En 1990, j’étais à l’hôpital de Clamart, j’avais 27 ans. Je pense que, sans cela, le Mediator serait toujours commercialisé aujourd’hui. Car je suis pneumologue, c’est un antidiabétique, j’ai une dame, Joëlle, qui vient consulter pour de l’hypertension artérielle pulmonaire et qui prend beaucoup de médicaments, dont du Mediator commercialisé depuis 30 ans. Comment voulez-vous que je tique ? Je n’ai aucune raison de tiquer sur le Mediator. Zéro. Le premier indice n’existe que parce qu’il y a au fer rouge cette affaire de l’Isoméride. C’est le crime originel impuni. Cette affaire est fondamentale. Ce mois-ci, j’ai reçu un courrier d’un vieux monsieur. Sa fille est morte à 27 ans en 90 dans le service où j’étais interne. Annick, c’est l’ombre qui me hante. La dernière phrase du monsieur, c’est “ne lâchez rien”. Je suis comme tous ces gens obsédés par les crimes de masse en fait. À 27 ans, mon empathie a été fortement impactée par l’affaire de l’Isoméride. Ce drame vécu par ces gens, leurs proches, c’est resté vif. J’ai gardé le sentiment que cette injustice hantait des familles. C’est quelque chose que je n’ai jamais éliminé de mon champ de vision. Le deuil n’est pas fait, car c’est une injustice. Ces gens ont été empoisonnés, les victimes continuent de mourir.

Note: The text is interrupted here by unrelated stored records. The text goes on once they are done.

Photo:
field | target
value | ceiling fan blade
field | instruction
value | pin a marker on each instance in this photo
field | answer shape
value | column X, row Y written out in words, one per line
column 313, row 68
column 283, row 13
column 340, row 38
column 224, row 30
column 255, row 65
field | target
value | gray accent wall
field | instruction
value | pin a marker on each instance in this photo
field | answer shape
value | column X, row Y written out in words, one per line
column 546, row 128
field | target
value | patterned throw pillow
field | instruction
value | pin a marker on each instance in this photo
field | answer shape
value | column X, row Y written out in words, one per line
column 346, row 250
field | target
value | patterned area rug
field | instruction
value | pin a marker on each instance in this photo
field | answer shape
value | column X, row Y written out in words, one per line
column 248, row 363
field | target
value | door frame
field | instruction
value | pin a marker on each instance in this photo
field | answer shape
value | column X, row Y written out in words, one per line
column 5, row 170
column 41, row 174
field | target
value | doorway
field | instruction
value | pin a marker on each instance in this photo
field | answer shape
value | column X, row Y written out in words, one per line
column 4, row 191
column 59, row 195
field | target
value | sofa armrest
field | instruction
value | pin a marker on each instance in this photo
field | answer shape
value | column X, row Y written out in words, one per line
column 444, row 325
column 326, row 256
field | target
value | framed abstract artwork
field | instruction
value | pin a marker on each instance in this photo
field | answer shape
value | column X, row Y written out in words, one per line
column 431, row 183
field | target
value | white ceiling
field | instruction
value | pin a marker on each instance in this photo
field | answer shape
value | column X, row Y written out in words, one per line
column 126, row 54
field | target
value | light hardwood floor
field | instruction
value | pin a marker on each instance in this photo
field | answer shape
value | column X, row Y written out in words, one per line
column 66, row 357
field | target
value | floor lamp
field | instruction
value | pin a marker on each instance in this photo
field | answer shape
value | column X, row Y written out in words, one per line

Le procès en appel a débuté. Vous serez témoin durant l’audience. Qu’attendez-vous de ce jugement ?
Les peines n’ont pas du tout suivi ce qui avait été réclamé par le parquet. L’enjeu de l’appel, c’est clairement ça. Servier a commercialisé un produit qui s’appelle la norfenfluramine dans les années 60, qui est déclinée en trois médicaments (Ponderal, Isoméride, Mediator). Très rapidement, on s’aperçoit que la norfenfluramine est un poison mortel, en plus d’être anorexigène. Servier va tout faire pour nier sa dangerosité, c’est le combat de l’Isoméride, du Ponderal. Puis, il va tout faire pour dissimuler sa présence, c’est le Mediator. C’est une tromperie à deux balles qui dure depuis soixante ans. Et puis, il y a le fait de présenter frauduleusement ce coupe-faim comme antidiabétique pour être remboursé par la sécurité sociale, ça, c’est l’escroquerie. Je le dis dans la BD, les études disant que c’est un coupe-faim ont été planquées.
Vous avez refusé la Légion d’honneur… Pourquoi ?
Je la respecte. Mon mari, mes grands-pères ont eu la Légion d’honneur. Je l’ai refusée, car je m’aperçois que ce que je suis amenée à combattre, c’est la course au pouvoir, à l’argent, et aux honneurs. Je ne touche pas de droits d’auteur (ils seront versés à la revue Prescrire, NdlR) et ne serai pas décorée de la Légion d’honneur. C’est une question de paris, Jacques Servier est mort Grand-croix de la Légion d’honneur et elle est distribuée à d’anciens cadres de l’entreprise. C’est une honte. À la fin de la BD, on lance d’ailleurs une pétition pour changer la réglementation et faire en sorte qu’elle soit retirée à Jacques Servier.
"Mediator, un crime chimiquement pur" - Bande dessinée de François Duprat, Giacometti et Irène Frachon - Editions Delcourt - 200 pp., 20 €

C’est quoi le Mediator ?
C’est le nom d’un médicament coupe-faim mis sur le marché par le laboratoire Servier entre 1976 et 2009. Il a été prescrit à cinq millions de personnes. La prise du Mediator, notamment prescrit aux personnes diabétiques, causait des lésions des valves cardiaques (valvulopathies) et de l’hypertension artérielle pulmonaire (HTAP). Ce qui aurait entraîné entre 500 et 1300 décès. Irène Frachon et d’autres ont alerté le laboratoire Servier et l’agence française du médicament de sa dangerosité. Le 29 mars 2021, le tribunal correctionnel de Paris a reconnu coupable en première instance Servier de tromperie aggravée, homicides et blessures involontaires. Mais pas d’escroquerie ni d’obtention indue d’autorisation de mise sur le marché. Le parquet de Paris a fait appel de la relaxe partielle. Le procès s’est ouvert le 9 janvier et devrait durer 6 mois. 7653 personnes se sont constituées parties civiles. Irène Frachon y interviendra en tant que témoin.